Crowdfunding is cool, it’s hot, and it’s hip—but that doesn’t mean it’s necessarily for you!

As a rule of thumb, I don’t want any investors. I would prefer not to have lenders, either, but I’ll take them on if I need to. With crowdfunding, you can seek debt or equity financing.

But really, isn’t having one banker enough? Do you really want to have 10,000 bankers? Do you really want to have 10,000 complaining investors? Or suppose things are going well and your business is in the news—do you really need 10,000 investors who just want a “reasonable” few minutes of your time?

I can tell you from my experience in the book business, when we had up to 200 new authors a year, that when you have a number of people who assume that you are going to make them rich, they can make your life miserable. Every author we had assumed his or her book should be a best seller, and if it wasn’t, then the publisher was doing something wrong!

All investors assume that their choice of an investment in your company was a brilliant idea on their part; hence, they should get really rich! And if they don’t get rich—if your company doesn’t skyrocket to success—then you are doing something very, very wrong!

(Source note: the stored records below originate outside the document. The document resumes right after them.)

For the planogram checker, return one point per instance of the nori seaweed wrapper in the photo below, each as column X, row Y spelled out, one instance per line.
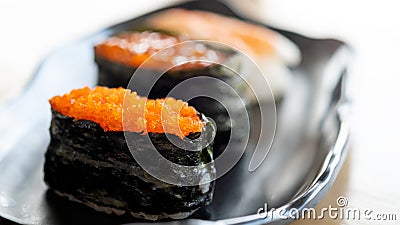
column 114, row 74
column 96, row 168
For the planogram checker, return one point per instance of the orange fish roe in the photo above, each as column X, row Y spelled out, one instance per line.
column 106, row 106
column 133, row 48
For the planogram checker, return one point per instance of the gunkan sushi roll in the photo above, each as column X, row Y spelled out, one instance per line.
column 89, row 161
column 119, row 56
column 271, row 51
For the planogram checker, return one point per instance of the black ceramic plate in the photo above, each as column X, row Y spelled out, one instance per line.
column 309, row 147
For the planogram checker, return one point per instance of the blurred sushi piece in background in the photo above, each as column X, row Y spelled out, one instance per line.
column 272, row 52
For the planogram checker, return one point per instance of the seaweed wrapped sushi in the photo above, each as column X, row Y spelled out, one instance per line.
column 89, row 161
column 119, row 56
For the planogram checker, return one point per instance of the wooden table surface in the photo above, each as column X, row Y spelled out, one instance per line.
column 369, row 179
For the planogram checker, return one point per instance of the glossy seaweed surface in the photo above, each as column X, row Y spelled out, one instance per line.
column 308, row 150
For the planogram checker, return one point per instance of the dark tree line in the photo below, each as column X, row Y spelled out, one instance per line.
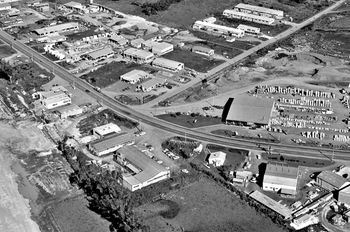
column 104, row 192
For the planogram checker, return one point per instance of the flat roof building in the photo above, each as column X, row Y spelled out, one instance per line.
column 258, row 10
column 110, row 144
column 249, row 29
column 169, row 65
column 138, row 56
column 60, row 28
column 217, row 158
column 203, row 50
column 106, row 130
column 142, row 170
column 53, row 99
column 151, row 84
column 330, row 180
column 280, row 178
column 218, row 29
column 248, row 17
column 135, row 76
column 246, row 110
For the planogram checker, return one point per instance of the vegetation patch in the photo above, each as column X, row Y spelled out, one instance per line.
column 106, row 116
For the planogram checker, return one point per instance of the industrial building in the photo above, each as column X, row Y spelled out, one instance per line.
column 135, row 76
column 218, row 29
column 53, row 99
column 69, row 111
column 249, row 29
column 60, row 28
column 248, row 111
column 138, row 56
column 110, row 144
column 158, row 48
column 280, row 178
column 258, row 10
column 203, row 50
column 151, row 84
column 248, row 17
column 217, row 158
column 100, row 55
column 331, row 181
column 169, row 65
column 142, row 170
column 106, row 130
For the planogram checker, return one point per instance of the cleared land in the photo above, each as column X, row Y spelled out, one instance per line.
column 214, row 209
column 193, row 60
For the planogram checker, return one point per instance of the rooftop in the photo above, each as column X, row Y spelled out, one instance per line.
column 112, row 141
column 149, row 168
column 259, row 9
column 332, row 178
column 250, row 109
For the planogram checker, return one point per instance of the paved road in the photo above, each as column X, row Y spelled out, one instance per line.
column 166, row 126
column 213, row 72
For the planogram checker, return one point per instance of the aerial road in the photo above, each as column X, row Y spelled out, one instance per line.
column 317, row 152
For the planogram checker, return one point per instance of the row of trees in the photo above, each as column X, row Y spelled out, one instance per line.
column 104, row 191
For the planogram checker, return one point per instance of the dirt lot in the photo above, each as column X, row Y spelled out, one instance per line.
column 193, row 60
column 214, row 209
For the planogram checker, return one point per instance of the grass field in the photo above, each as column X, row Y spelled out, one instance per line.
column 193, row 60
column 6, row 51
column 203, row 206
column 189, row 121
column 110, row 73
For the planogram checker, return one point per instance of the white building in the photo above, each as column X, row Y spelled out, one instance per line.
column 60, row 28
column 258, row 10
column 218, row 29
column 248, row 17
column 249, row 29
column 69, row 110
column 106, row 129
column 143, row 171
column 217, row 158
column 280, row 178
column 135, row 76
column 53, row 99
column 151, row 84
column 169, row 65
column 138, row 56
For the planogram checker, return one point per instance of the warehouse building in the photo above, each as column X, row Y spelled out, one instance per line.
column 69, row 111
column 203, row 50
column 106, row 130
column 218, row 29
column 169, row 65
column 53, row 99
column 249, row 29
column 248, row 17
column 142, row 170
column 151, row 84
column 60, row 28
column 258, row 10
column 138, row 56
column 248, row 111
column 217, row 158
column 157, row 48
column 110, row 144
column 280, row 178
column 135, row 76
column 331, row 181
column 100, row 55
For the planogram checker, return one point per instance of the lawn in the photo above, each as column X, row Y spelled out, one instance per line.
column 110, row 73
column 6, row 51
column 190, row 121
column 203, row 206
column 193, row 60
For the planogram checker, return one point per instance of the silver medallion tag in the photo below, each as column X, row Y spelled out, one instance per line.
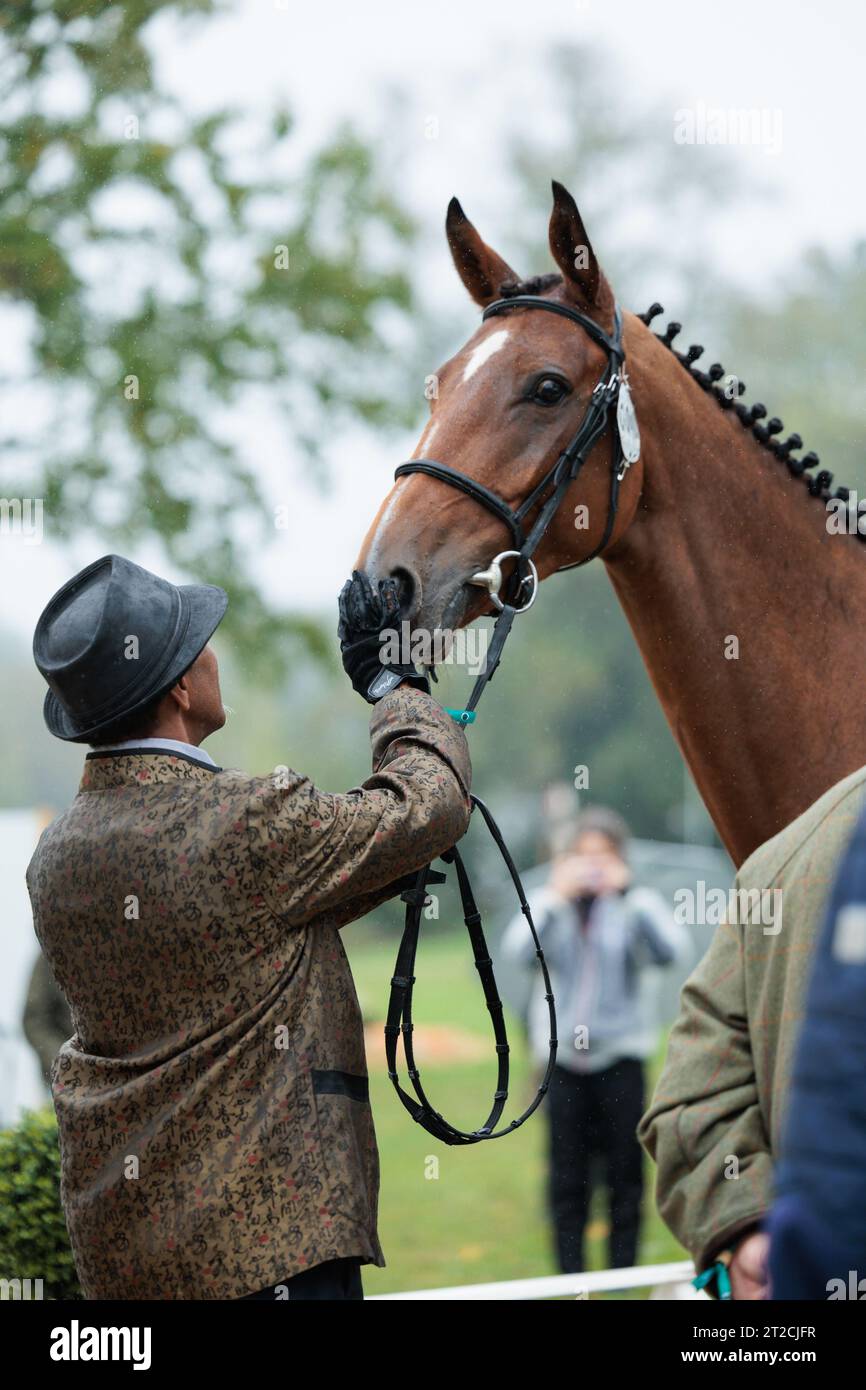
column 627, row 424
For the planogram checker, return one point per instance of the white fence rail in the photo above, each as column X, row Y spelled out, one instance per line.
column 559, row 1286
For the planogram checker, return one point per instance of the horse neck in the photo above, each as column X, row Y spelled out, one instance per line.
column 742, row 606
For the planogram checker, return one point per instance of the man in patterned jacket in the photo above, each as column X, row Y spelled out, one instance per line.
column 214, row 1122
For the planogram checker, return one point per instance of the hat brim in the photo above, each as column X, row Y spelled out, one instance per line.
column 207, row 605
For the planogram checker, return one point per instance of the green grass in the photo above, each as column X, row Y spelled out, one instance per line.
column 483, row 1218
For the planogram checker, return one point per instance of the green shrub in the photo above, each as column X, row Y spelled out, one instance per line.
column 34, row 1239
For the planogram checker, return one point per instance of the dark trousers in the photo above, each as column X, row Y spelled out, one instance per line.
column 592, row 1118
column 335, row 1279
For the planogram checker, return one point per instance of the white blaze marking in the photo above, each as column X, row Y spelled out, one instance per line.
column 430, row 428
column 484, row 352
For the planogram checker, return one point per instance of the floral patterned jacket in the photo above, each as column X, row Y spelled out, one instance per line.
column 214, row 1121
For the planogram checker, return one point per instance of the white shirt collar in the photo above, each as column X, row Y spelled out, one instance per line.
column 171, row 745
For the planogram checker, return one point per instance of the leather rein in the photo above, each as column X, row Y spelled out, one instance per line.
column 609, row 392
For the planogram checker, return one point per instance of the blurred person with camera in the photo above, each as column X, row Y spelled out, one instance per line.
column 599, row 933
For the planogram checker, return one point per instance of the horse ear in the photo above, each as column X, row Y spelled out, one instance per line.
column 574, row 255
column 480, row 268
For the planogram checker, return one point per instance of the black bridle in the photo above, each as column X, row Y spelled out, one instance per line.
column 548, row 495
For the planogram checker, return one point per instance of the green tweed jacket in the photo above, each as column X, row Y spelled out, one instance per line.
column 716, row 1116
column 214, row 1121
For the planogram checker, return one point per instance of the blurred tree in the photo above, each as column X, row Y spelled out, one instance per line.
column 157, row 267
column 799, row 349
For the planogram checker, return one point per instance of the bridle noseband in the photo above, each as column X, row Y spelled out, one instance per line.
column 610, row 389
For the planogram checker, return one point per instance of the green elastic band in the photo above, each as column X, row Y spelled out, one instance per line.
column 723, row 1280
column 462, row 716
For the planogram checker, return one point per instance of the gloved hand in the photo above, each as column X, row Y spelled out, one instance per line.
column 363, row 616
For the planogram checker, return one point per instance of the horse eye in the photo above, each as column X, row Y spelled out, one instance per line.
column 549, row 391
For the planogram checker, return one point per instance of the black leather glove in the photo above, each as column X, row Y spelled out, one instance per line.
column 363, row 616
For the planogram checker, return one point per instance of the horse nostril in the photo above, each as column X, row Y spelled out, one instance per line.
column 409, row 591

As a rule of thumb, if I have any lenders or investors, I want as few as possible. So, I would avoid this model like the plague. But, if I could get financing no other way, I would consider it.

I might also consider crowdfunding for a special situation, such as having investors who could really help spread the word and make a huge amount of difference in marketing my business—then maybe, just maybe, I would consider this model.

Is Debt Crowdfunding a Better Alternative?

Debt crowdfunding is where a third-party lending service, often Internet-based, aggregates potential individuals to lend money to businesses.

If you must use crowdfunding to finance your business, I believe you’re better off using debt crowdfunding than equity crowdfunding. This is because if the business is successful, your lenders will receive a clearly determined reward for investing in your business in terms of the interest rate on the loans.

On the other hand, equity investors who are sharing in your profits can always find something to complain, argue, or ultimately sue you over. For example, they might argue that you’re paying yourself too large a salary, or that your overhead expenses are too high, or that you accepted too low of a buy-out offer for the business.

What about Financing My Business through Product Sales?

Internet sites such as Kickstarter have popularized the idea of financing businesses and nonprofits indirectly by getting advance commitments in exchange for product. This is potentially a good alternative, because you’re not taking on equity partners or a heavy debt commitment. However, you are taking on a legal obligation to deliver a product as you represented it to your customers. So while it may be a good alternative, it’s not something you want to enter into lightly.